HAZMAT decontamination tent has multiple uses

by Wes Mayer

The decontamination tent is one of the Coweta County Fire Department Hazardous Materials team’s most important pieces of equipment — it serves many purposes and helps save lives.

In one recent incident, after an employee of a local business opened an envelope and discovered a white powder inside, all seven employees inside the business were under risk of being contaminated. When the fire department responded, their decontamination tent was deployed, and the employees were immediately sent through it.

The decontamination tent is fitted with its own plumbing and lighting, and can be inflated with a single air pump — or using firefighters’ single air tanks — in as little as five minutes, Flanagan said. Inside the tent, up to six different areas can be walled off for privacy with two routes for people to be sent through for decontamination.

With an incident like the suspicious white powder, Flanagan said emergency responders will first talk to the direct victims who had contact with the substance and learn if there was any threat with the powder, where the victims exactly came into contact with the powder, and if there are any reactions or noticeable irritations. They will also try to take a sample of the substance and run it through their computer on their vehicle, HAZMAT 1, in order to identify it.

To decontaminate the employees, the firefighters used a dilution method. The employees stepped into the tent in the first enclosed room, took off their clothes and were flushed with water, either using a handheld shower hose or being sprayed through spouts in the tent — firefighters compare it to going through a car wash. Flanagan said the tent is capable of heating water, but if it’s an emergency, the water is going to be cold.

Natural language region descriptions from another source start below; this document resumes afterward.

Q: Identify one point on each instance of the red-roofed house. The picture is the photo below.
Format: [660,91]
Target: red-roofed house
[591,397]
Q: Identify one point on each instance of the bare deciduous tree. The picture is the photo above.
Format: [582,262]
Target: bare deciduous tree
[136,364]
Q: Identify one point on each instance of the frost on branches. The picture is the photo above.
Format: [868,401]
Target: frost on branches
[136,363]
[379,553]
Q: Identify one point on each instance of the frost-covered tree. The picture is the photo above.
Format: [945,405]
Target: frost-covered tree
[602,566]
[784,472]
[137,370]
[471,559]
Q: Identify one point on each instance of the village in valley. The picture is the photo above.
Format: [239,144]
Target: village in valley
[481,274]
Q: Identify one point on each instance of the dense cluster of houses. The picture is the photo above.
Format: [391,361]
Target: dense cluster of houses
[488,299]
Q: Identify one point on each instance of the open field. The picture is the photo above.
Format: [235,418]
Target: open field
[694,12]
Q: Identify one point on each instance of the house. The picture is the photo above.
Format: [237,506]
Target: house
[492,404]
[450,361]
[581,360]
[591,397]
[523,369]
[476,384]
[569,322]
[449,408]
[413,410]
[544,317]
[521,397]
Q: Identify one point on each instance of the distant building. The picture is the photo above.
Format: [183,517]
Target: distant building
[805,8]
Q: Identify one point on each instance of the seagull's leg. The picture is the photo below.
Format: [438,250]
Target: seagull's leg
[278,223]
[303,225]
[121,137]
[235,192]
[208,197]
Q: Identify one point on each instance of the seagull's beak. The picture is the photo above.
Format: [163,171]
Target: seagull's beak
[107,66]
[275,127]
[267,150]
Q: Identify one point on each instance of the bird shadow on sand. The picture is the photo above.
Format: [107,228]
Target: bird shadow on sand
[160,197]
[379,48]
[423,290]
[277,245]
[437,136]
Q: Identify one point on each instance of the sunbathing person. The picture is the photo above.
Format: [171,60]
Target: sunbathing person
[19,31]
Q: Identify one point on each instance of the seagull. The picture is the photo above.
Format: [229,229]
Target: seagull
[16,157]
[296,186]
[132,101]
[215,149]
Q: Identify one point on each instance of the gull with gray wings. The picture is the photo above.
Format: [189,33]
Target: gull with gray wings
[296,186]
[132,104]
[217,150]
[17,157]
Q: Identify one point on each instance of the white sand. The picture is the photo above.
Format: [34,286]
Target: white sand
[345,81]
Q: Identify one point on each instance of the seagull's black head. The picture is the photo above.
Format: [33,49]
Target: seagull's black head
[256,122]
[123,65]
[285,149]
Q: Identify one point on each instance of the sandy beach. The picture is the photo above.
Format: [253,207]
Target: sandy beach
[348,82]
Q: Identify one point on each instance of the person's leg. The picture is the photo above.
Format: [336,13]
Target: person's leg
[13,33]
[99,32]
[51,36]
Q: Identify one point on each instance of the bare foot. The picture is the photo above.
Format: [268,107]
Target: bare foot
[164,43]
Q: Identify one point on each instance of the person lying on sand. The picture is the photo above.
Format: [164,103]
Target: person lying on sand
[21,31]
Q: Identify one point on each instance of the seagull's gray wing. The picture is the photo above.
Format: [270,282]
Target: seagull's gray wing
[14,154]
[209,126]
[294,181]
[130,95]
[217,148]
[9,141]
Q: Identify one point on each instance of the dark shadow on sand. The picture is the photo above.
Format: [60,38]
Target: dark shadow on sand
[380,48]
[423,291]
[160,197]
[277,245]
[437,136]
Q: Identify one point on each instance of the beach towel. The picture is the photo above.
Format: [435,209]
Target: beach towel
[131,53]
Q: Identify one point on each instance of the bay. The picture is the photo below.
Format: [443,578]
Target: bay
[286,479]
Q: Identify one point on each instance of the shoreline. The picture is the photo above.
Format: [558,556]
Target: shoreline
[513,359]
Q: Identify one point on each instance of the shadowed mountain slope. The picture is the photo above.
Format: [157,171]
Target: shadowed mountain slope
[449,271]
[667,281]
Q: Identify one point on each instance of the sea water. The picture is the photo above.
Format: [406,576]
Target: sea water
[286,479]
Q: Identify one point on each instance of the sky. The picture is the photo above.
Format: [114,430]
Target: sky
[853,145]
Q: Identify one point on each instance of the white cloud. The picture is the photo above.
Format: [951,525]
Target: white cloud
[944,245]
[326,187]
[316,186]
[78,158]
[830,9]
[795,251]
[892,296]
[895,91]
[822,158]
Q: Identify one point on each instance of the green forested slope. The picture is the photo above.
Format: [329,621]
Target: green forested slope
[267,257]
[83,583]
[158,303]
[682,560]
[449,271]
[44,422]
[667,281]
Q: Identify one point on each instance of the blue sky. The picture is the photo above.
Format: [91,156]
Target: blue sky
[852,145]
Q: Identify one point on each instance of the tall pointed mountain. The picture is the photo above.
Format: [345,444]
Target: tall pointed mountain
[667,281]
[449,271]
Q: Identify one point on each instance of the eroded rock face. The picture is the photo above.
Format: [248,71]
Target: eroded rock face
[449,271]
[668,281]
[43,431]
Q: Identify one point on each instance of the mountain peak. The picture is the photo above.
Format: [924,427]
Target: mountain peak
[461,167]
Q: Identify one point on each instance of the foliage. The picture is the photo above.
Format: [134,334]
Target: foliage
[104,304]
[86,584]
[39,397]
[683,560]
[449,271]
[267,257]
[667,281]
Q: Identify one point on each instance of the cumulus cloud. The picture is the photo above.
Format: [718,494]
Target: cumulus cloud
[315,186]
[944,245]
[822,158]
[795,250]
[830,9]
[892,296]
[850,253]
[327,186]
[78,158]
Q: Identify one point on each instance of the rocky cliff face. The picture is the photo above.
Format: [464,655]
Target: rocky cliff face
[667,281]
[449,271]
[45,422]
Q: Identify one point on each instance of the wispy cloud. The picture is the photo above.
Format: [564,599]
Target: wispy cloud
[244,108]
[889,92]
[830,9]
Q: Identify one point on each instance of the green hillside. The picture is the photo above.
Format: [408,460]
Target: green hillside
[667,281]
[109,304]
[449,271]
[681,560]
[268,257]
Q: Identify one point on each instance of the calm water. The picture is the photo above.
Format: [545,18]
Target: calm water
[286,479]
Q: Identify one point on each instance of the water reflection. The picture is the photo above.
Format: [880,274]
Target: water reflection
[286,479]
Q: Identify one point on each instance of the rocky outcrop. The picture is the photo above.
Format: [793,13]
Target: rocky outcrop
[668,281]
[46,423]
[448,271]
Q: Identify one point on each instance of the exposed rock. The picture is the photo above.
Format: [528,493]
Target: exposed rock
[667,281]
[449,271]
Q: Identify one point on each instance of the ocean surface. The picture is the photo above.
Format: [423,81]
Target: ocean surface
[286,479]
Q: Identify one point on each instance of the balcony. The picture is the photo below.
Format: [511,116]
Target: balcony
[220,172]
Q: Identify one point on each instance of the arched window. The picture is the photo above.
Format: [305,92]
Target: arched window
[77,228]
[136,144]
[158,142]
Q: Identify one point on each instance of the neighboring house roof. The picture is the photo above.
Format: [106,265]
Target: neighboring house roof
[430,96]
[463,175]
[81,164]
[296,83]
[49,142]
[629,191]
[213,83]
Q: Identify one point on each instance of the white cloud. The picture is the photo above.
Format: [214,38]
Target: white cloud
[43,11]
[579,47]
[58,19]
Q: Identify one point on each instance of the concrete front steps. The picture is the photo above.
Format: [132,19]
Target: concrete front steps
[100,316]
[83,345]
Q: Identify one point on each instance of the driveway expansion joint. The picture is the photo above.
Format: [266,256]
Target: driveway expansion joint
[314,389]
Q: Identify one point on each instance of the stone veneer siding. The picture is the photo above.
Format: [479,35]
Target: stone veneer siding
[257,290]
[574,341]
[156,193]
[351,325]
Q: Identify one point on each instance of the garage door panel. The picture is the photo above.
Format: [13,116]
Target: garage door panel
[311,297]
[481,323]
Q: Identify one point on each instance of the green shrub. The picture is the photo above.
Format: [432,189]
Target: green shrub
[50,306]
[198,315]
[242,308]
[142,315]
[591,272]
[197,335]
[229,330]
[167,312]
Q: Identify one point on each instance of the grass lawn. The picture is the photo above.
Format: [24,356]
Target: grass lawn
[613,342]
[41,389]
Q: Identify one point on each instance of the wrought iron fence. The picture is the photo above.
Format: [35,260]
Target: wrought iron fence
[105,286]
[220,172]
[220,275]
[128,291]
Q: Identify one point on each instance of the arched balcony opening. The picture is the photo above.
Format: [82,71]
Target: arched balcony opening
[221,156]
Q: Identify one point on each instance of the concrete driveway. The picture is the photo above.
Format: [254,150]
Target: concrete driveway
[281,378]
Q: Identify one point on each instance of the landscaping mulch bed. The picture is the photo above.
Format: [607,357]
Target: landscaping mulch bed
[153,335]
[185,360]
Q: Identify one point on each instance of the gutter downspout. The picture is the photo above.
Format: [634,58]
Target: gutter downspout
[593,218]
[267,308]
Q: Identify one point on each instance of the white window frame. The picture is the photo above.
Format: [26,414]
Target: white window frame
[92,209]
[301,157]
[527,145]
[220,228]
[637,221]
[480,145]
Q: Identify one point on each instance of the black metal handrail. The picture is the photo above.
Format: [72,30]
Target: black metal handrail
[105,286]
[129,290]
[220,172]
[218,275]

The tent also has mats on the floors that sift and collect all the potentially hazardous substances on the victims. The water used in the tent can come from any fire department vehicle, and the “gray” water that comes out of the tent can either go back into another vehicle or into a separate reservoir so the water can be properly disposed.

After the victims complete the showers under firefighters’ directions, firefighters perform a pH test on the victims’ bodies using a sensor. Every person has an exact pH level, Flanagan said, and if they get a normal reading, the victim may be released and given a robe or blanket to cover up. Sometimes, as a precaution, a victim may be transported to the hospital for evaluation.

Of course, the victims are naked during this, and the firefighters try to keep it as private as possible. During the last step, when firefighters are checking the victims’ pH level, Flanagan said they keep the process professional and follow the HIPAA Privacy Rule.

“In the end, it is just a job we have to do,” Flanagan said. “At the top of the list is your life safety. Next is your privacy.”

Flanagan said that the fear factor of being covered in a toxic chemical usually outweighs a person’s feelings toward privacy. If someone thinks they may be in danger, they won’t hesitate to strip down and get something harmful off their body.

There are other methods firefighters use to decontaminate victims, Flanagan said. There is a dry decon where firefighters thoroughly brush victims off, and there’s a chemical-based decon that uses a specific decontaminating chemical to neutralize a harmful one. The chemical decon is rarely used, though, because there is a higher risk of a victim having a negative reaction, Flanagan said.

The tent can be used in a number of other ways, too. If needed, the individual shower areas can be removed and the entire tent can act as a big group shower — if there is a large group of people who need to be immediately cleaned, this is sometimes the only option.

When not acting as a decontaminating tent, though, Flanagan said it can serve as a rehabilitation tent for firefighters to remove themselves from the elements. If firefighters are fighting a fire on a sweltering hot day, air conditioning units can be set up inside — if it is a cold day, the tent can be set up with heating units. The tent can also sustain up to 50 mph winds. The decon tent is even capable of being expanded if the department decides it needs to purchase additional space.

“When we buy our equipment, we try to consider them for multiple roles,” said Deputy Fire Chief Todd Moore.

The fire department purchased the tent in 2012 using Special Purpose Local Option Sales Tax funds, Moore said. But just because the fire department is in charge of the tent, that does not mean it is the only department who uses it. Any other public safety department in Coweta County that needs to use the tent is welcome to. Just as the Coweta County Sheriff’s Office shares its helicopter, the fire department shares its multifaceted equipment.

“Anything we have is available to other agencies, and we feel that is reciprocated,” Flanagan said. “Our job is to make sure life safety is taken care of first, and that we take care of citizens and people living here. We try to be one team that works together.”